Another important area is in farming.  Precision Agriculture (or Precision Farming) uses Global Positioning Monitors (GPS) with wireless communications to provide detailed sensor data for the farmer to monitor the environment, track crop growth, to make predictions of crops expected but more importantly, enhance farming techniques, increasing efficient and effective farming processes.

SECURE SENSOR DATA

With ‘always on’ autonomous data there is a need for securing the data and only sending the information that is granted for access to certain applications or users. This security is continuously updated and built into the OS of your mobile products Examples of this are with Android Wear, a version of Google’s Android operating system designed for smartwatches and other wearables. New markets are seeing new ways to communicate to their smart products such as Thread or the open source AllJoyn protocol that provides simple ways to interact with their nearby things.

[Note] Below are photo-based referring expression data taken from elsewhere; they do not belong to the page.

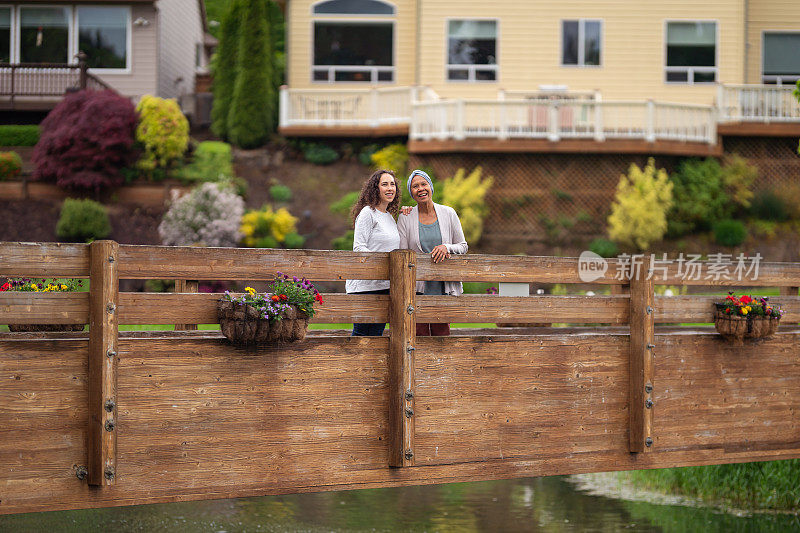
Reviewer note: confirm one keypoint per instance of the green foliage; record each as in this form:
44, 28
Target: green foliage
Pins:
393, 157
294, 240
604, 248
769, 206
467, 195
365, 155
280, 193
10, 165
345, 242
319, 154
343, 205
729, 232
738, 176
699, 197
639, 211
252, 114
19, 135
82, 221
163, 132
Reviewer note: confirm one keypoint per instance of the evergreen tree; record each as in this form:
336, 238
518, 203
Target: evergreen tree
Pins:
252, 112
225, 68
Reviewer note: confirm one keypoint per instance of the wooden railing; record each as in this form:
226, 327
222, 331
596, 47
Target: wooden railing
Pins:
463, 407
757, 103
46, 79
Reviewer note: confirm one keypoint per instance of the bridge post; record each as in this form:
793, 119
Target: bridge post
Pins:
403, 277
103, 336
640, 394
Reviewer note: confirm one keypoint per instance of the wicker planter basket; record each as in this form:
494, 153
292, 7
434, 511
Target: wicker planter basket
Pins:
737, 328
241, 324
39, 328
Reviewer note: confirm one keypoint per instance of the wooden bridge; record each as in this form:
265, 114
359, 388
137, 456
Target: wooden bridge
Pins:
107, 418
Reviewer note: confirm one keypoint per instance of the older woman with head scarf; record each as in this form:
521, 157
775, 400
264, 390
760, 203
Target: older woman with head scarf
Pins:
435, 229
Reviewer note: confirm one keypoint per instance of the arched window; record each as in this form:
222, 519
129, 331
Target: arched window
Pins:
353, 41
353, 7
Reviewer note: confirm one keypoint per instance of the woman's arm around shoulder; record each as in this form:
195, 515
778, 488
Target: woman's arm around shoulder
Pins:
459, 245
363, 230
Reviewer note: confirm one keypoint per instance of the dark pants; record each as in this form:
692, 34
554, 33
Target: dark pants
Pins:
370, 329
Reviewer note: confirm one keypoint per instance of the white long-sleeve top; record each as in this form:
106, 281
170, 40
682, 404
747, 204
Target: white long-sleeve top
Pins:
374, 232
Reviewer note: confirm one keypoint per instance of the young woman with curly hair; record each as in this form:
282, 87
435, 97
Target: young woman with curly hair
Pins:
375, 231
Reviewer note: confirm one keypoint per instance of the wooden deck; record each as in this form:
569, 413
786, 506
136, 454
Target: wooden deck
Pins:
184, 415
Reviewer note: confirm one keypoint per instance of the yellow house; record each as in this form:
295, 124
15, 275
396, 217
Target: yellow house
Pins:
599, 70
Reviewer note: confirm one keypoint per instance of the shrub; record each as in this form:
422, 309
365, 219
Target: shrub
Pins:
280, 193
699, 197
343, 205
738, 176
729, 232
467, 195
10, 165
163, 131
86, 140
252, 113
345, 242
639, 211
82, 221
319, 154
604, 248
266, 223
211, 161
294, 240
22, 135
767, 205
393, 157
209, 216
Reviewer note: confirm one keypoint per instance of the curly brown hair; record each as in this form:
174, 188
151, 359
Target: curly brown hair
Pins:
371, 195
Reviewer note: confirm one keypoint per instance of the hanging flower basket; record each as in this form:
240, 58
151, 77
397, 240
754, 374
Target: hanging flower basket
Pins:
280, 315
740, 318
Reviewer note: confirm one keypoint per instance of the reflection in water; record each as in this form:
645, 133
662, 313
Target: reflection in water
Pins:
535, 504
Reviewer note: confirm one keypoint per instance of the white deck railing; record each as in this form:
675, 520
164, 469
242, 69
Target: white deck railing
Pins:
757, 103
517, 114
555, 119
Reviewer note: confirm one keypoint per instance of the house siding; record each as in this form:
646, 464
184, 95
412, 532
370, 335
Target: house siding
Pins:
766, 15
180, 31
299, 28
529, 46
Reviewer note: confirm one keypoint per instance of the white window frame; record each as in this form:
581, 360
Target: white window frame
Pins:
471, 68
129, 38
582, 43
775, 78
373, 70
17, 31
690, 71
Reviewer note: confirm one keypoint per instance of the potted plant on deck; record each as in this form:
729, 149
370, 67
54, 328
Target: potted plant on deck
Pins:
279, 315
743, 317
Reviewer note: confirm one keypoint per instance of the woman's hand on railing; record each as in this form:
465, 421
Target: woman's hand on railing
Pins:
440, 253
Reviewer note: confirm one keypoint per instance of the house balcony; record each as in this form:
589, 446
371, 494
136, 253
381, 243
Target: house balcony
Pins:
531, 122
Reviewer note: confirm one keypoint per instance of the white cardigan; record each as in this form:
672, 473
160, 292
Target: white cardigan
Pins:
452, 238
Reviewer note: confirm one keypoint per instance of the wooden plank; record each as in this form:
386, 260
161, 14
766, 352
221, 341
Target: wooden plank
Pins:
168, 308
186, 286
44, 307
248, 264
402, 320
640, 377
103, 334
44, 260
484, 308
532, 269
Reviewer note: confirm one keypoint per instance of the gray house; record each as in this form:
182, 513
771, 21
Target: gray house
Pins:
134, 47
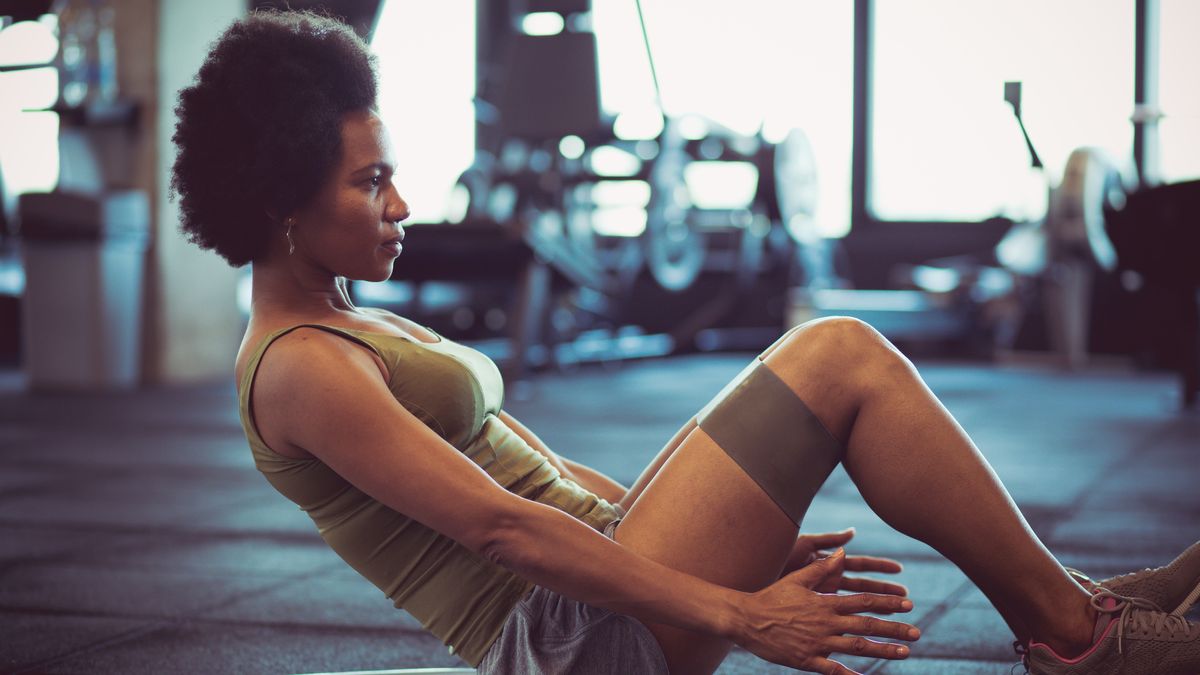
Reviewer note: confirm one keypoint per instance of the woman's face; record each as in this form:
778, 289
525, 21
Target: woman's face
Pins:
352, 226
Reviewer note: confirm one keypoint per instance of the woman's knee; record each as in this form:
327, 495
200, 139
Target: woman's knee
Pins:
839, 347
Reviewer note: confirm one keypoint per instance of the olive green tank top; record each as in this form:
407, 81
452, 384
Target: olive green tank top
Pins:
459, 596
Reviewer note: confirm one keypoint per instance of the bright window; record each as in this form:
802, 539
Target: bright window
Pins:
1179, 91
945, 144
426, 84
29, 150
775, 63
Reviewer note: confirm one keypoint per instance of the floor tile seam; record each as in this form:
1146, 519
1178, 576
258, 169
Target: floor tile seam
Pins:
155, 625
1002, 667
348, 628
191, 573
112, 640
1077, 505
265, 589
109, 466
931, 617
283, 536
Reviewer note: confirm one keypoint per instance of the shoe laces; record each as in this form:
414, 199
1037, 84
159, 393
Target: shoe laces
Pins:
1023, 651
1140, 616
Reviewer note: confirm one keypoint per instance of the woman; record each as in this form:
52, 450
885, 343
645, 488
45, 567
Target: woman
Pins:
394, 441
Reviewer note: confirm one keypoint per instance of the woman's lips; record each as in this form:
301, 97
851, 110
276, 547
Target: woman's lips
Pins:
394, 246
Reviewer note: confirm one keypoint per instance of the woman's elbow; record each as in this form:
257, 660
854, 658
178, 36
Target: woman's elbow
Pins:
504, 538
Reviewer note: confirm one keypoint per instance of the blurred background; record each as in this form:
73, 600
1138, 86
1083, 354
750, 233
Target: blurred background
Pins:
613, 181
619, 202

Security will be needed to be built into the buildings, structures, cement and automobiles.  These discussions are happening at events and consortiums that focus on setting current and future policies to guarantee public security.  Smart sensor solutions for urban cities will be adopted more easily with ensured highly secured data.   Freescale Intelligent Sensing Framework will allow customers to go to market quickly with their solutions. They allow for developers to focus on the application of the raw sensor data into their solutions. This framework can be open source, but the processed sensor data and application data will need to be secured to the cloud during processing. Moving forward, more sensor analytic capabilities will be embedded into the solutions to offer another layer of intelligence to next generation products.

CONCLUSION

Sensor data is already a big component of “Big Data”. Sensors generate the “little data”, but the data can help predict earthquakes, structure weaknesses in buildings and bridges. The “petabytes” of consumer data may help provide the latest sales and push ads to consumers for increasing sales.  But the ‘always on’, autonomous sensor data will generate multiple measurements of data to provide more safety and environmental changes that will be prominent in mobile products, cars, smart cities and smart appliances. As the IoT continues to grow, sensor data will become the largest source of “Big Data”, managing the data will be a challenge for some implementations, but if done efficiently, it can present success in business opportunities. More importantly to the consumers, it enables success in other less prominent business areas such as –  efficient driving and parking, safer commutes, protection of our loved ones with monitoring devices for our children, elderly and pets, more secure home monitoring, safer bridges, safer buildings, less water used, more efficient crops, and more efficient machines. With increasing levels of sensor data, it will be more reliant on the sensor analytics behind it. As with all “Big Data” content, it’s value will be dependent on the insight and information that can be abstracted from the data.